Par une froide nuit d’hiver, une figure encapuchonnée se frayait un chemin à travers la neige, sous le regard indifférent de la multitude d’étoiles scintillantes. Les flocons avaient cessé de tomber et tout était calme. Même le vent s’était tu, et les seules sensations qui restaient étaient le froid, son odeur, et son silence uniquement rompu par un pas léger et le ténu frottement de la cape sur la neige.

La cape lissait les traces de pas, les rendant plus discrètes, mais, dans le calme de la nuit et l’abondante lumière blanche des astres réfléchie à l’infini par le manteau qui couvrait le paysage, leur origine restait claire pour qui les aurait observées : les montagnes des Ombres.

Mais personne ne l’observait.

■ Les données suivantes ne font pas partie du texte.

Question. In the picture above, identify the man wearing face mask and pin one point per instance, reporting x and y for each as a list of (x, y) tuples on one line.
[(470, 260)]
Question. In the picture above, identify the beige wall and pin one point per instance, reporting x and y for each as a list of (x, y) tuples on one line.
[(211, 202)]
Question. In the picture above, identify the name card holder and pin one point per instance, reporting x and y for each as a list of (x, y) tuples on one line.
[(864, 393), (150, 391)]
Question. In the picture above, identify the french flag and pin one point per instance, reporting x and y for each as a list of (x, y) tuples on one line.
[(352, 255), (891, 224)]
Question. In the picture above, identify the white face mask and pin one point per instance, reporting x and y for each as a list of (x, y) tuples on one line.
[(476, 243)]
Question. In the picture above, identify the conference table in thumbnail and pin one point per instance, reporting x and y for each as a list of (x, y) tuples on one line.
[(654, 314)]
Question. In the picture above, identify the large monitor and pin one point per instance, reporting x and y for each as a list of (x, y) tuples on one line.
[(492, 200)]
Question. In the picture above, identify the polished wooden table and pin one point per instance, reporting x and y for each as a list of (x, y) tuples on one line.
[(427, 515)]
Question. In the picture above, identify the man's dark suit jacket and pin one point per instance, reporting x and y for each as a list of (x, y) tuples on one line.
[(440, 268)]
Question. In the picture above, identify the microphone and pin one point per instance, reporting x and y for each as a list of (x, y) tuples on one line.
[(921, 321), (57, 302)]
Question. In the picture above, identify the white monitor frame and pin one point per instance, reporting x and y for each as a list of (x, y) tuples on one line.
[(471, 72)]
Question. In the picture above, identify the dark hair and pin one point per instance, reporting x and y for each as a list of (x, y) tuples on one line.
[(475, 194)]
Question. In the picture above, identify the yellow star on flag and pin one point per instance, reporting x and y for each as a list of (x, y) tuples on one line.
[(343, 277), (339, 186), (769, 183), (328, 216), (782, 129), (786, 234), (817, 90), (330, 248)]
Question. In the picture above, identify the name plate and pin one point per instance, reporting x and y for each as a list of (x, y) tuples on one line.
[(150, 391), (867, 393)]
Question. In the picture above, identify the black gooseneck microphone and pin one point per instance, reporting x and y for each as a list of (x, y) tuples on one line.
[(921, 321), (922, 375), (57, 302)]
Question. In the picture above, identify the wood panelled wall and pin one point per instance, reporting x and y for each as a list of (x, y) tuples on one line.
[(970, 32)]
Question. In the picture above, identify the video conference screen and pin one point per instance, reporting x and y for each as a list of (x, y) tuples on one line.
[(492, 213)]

Depuis longtemps déjà les yeux des sentinelles s’étaient fatigués de regarder les flancs montagneux. Depuis la Grande Paix il n’y avait plus de raison de s’en méfier. Encore loin de la silhouette, et pourtant déjà si terriblement proches, quelques lueurs jaunes s’échappaient d’auberges et tavernes. Mais aucun écho de leur gaieté ne venait l’importuner ou la soulager ; la neige étouffait tout.

Elle progressait lentement mais assurément. Son regard était perdu dans le vague à ses pieds, et son avancée presque automatique ; la beauté du moment lui échappait. Ses traits restaient dans l’ombre de sa capuche, mais si son pas régulier pouvait passer pour décidé, ses épaules courbées disaient une tout autre vérité sur ses émotions.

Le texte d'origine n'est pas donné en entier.